Calcutta, Aug. 10: The Mamata Banerjee government has drafted a bill to protect home buyers that so far appears to have refrained from following many states which have watered down central provisions.

The West Bengal Housing Industry Regulation Bill, which has been circulated but not yet tabled, is almost identical to the Real Estate (Regulation & Development) Act promulgated by the Centre. Several states had chosen to frame diluted rules under the central act but Bengal is seeking to enact a law of its own.

Following are some of the key features of the Bengal bill:

• All ongoing projects that are yet to get a completion certificate will come under purview of an authority that will regulate the segment. Each phase of a large development will be treated as an individual project requiring registration under the authority. Several states had diluted this provision by exempting ongoing projects.

• The authority will seek and upload on its web site details of a project and the record of the builder.

• The builder must rectify free of cost any structural defect detected up to five years from the date of handing over possession.

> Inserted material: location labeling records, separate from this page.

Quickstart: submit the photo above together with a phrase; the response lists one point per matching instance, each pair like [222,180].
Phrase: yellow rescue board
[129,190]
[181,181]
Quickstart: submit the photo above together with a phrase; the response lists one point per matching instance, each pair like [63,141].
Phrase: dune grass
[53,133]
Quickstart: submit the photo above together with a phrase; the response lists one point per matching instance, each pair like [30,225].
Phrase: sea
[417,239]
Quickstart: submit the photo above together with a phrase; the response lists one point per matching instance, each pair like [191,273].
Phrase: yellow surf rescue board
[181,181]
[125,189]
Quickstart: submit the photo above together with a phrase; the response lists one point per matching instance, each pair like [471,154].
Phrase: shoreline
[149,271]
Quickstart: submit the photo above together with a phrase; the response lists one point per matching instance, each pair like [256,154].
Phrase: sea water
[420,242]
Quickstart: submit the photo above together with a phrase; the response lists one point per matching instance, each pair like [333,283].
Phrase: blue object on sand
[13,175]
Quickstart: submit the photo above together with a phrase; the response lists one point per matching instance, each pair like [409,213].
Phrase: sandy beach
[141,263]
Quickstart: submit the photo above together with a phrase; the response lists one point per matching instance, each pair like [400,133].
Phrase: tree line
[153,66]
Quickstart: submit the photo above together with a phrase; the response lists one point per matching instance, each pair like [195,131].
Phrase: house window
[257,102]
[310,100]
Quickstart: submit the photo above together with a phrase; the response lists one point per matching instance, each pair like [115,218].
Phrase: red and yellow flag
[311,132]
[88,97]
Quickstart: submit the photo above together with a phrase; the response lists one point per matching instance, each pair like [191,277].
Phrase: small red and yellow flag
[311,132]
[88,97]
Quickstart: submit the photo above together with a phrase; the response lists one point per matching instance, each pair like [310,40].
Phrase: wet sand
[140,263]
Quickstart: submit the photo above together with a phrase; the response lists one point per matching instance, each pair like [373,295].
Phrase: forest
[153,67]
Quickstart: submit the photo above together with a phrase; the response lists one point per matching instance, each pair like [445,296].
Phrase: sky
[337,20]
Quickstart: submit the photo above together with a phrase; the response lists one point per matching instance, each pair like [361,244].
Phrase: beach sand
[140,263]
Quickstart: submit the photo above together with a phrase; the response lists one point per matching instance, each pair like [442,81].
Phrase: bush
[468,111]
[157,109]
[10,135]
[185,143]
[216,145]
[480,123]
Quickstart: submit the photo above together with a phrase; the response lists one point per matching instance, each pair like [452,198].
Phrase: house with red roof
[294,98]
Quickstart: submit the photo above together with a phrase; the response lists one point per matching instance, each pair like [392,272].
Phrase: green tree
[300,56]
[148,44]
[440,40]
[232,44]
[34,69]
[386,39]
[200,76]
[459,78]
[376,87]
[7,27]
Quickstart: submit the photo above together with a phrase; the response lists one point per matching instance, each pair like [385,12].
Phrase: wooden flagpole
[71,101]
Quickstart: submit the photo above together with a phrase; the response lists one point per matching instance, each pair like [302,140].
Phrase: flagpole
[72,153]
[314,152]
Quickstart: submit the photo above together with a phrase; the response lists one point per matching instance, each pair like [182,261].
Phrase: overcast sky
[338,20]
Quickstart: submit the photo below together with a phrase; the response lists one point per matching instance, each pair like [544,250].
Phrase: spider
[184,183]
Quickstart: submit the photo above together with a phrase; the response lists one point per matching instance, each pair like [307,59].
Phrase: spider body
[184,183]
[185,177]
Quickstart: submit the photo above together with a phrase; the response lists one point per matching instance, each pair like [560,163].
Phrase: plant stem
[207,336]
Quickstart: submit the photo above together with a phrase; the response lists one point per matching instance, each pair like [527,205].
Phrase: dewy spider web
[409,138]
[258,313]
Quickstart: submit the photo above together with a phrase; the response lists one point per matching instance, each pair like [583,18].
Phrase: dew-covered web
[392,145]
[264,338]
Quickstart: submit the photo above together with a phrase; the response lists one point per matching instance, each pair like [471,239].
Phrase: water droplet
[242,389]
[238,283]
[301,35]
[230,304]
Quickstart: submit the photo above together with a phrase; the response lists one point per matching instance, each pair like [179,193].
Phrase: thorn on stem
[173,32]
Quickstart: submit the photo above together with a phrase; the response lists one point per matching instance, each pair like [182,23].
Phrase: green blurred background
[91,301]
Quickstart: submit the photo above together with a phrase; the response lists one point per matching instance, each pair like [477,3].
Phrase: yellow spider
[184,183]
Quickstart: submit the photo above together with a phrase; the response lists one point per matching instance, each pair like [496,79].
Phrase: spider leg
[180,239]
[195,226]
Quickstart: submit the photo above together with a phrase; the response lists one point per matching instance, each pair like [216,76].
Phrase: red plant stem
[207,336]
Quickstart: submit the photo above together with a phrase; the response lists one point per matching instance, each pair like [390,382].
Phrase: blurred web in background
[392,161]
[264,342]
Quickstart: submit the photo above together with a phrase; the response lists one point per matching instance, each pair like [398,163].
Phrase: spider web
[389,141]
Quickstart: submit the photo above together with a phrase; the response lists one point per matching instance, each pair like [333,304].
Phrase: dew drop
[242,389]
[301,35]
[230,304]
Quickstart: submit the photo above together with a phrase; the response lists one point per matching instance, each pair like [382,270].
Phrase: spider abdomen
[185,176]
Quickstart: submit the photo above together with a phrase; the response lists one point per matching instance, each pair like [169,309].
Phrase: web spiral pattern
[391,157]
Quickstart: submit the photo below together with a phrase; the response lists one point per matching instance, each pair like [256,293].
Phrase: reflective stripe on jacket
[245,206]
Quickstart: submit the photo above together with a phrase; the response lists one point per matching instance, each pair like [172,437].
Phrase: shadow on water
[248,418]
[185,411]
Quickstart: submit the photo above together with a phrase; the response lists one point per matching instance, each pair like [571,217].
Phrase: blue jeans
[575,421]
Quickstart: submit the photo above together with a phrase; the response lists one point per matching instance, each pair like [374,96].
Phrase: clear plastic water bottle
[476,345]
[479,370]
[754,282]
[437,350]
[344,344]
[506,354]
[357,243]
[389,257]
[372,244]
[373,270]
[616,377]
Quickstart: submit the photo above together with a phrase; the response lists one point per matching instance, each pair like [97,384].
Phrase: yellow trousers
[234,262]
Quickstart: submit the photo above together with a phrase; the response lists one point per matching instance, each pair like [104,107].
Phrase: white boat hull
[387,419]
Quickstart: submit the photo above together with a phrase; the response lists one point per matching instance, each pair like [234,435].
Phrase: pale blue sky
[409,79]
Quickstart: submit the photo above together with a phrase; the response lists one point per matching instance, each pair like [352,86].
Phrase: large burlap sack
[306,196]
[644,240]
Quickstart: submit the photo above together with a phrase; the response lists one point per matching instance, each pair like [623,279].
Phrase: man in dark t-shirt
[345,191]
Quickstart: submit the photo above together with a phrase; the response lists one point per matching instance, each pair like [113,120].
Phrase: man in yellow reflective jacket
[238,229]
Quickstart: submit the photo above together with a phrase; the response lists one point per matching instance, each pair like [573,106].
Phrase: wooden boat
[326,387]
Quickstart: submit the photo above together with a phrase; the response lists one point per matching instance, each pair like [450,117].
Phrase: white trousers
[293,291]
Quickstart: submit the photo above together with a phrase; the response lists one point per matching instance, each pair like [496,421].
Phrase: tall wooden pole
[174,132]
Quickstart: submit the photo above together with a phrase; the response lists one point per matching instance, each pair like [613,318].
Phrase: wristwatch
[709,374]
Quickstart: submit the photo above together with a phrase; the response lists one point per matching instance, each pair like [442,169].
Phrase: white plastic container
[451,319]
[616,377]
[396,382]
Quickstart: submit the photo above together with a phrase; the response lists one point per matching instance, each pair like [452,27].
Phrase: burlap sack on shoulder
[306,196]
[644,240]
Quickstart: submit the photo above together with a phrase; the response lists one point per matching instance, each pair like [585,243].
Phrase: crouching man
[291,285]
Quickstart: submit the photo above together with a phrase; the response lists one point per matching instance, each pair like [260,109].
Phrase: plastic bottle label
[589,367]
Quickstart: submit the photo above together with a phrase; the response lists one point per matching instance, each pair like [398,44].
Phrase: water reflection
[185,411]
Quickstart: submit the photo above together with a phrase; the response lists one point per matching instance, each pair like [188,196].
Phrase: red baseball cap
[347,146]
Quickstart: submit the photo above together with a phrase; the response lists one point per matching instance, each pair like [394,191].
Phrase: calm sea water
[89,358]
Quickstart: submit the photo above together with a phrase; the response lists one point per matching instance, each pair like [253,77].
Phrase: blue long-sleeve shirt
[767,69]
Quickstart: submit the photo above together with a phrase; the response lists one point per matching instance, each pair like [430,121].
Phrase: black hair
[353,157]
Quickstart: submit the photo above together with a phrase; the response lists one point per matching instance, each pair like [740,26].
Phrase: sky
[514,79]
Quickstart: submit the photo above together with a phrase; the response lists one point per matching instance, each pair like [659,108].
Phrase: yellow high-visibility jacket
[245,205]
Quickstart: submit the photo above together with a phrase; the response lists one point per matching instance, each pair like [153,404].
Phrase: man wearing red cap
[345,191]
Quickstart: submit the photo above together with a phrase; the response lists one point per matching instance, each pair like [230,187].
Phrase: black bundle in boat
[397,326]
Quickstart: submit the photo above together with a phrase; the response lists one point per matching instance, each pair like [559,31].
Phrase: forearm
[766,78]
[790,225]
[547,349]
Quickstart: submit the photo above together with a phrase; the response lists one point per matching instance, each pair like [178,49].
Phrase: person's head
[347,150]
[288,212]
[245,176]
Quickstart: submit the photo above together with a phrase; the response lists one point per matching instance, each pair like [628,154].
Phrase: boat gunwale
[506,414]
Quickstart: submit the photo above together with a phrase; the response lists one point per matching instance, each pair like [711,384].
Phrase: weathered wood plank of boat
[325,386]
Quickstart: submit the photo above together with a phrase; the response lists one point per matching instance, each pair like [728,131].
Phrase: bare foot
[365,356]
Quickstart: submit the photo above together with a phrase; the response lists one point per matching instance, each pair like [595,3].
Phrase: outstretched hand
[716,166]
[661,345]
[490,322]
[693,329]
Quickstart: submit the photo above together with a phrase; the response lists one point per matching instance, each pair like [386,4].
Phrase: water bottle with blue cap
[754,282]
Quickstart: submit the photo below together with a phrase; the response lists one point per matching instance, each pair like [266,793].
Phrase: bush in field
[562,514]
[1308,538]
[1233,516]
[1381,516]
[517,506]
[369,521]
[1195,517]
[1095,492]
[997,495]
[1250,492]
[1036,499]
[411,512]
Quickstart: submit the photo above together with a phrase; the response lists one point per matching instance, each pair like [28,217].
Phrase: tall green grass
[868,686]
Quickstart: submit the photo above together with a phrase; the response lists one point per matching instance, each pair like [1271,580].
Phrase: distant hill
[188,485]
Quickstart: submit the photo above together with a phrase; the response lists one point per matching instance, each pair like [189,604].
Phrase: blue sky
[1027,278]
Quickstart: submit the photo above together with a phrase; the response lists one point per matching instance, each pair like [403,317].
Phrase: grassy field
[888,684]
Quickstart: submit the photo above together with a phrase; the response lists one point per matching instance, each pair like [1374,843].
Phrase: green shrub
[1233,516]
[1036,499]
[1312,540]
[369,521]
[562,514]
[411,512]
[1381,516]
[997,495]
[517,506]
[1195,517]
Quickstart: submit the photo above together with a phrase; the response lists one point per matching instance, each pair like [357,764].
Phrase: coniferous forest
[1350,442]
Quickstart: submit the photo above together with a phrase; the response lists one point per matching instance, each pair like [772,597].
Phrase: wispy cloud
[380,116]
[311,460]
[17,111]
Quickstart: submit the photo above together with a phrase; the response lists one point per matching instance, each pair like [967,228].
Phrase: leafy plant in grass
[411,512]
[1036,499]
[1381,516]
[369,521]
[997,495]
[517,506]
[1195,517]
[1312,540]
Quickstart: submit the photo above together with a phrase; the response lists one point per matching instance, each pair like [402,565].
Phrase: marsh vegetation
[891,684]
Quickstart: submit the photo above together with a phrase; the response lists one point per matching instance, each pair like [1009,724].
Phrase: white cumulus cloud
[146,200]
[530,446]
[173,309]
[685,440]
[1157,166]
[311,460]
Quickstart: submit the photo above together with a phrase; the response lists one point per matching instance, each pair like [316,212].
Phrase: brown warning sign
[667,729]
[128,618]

• Seventy per cent of the amount received from buyers in a project has to be kept in a separate bank account to cover the cost of construction. Promoter can withdraw from this account in proportion with the percentage of completion. This provision is aimed at averting diversion to other projects -- a recurring and debilitating problem.

• Apart from minor changes, any addition or alteration of sanctioned plans of building or the common area cannot be done without the written consent of two-thirds of buyers. Even if a person owns multiple flats in a project, his or her consent will be quantified as that of one person.

• If a builder fails to deliver on time and buyer wishes to withdraw from project, full refund, along with interest and compensation, will be mandatory.

• If a promoter fails to comply with provisions for registering a project with the authority, a penalty of 10 per cent of the project cost can be imposed. Failure to comply with the orders of the authority can attract a three-year jail term.

Nandu Belani, the president of the real estate body Credai Bengal said the act would bring in transparency, trust and accountability in the sector. "Developers who are compliant will exist in the long run. This will benefit the buyer and clean up the system."

"The act will come into effect when passed in the Assembly and Governor's consent received. But for all practical purpose, it will operationalise when rules are framed under the act and the Authority start functioning," said Sucharita Basu, partner of law firm Aquilaw.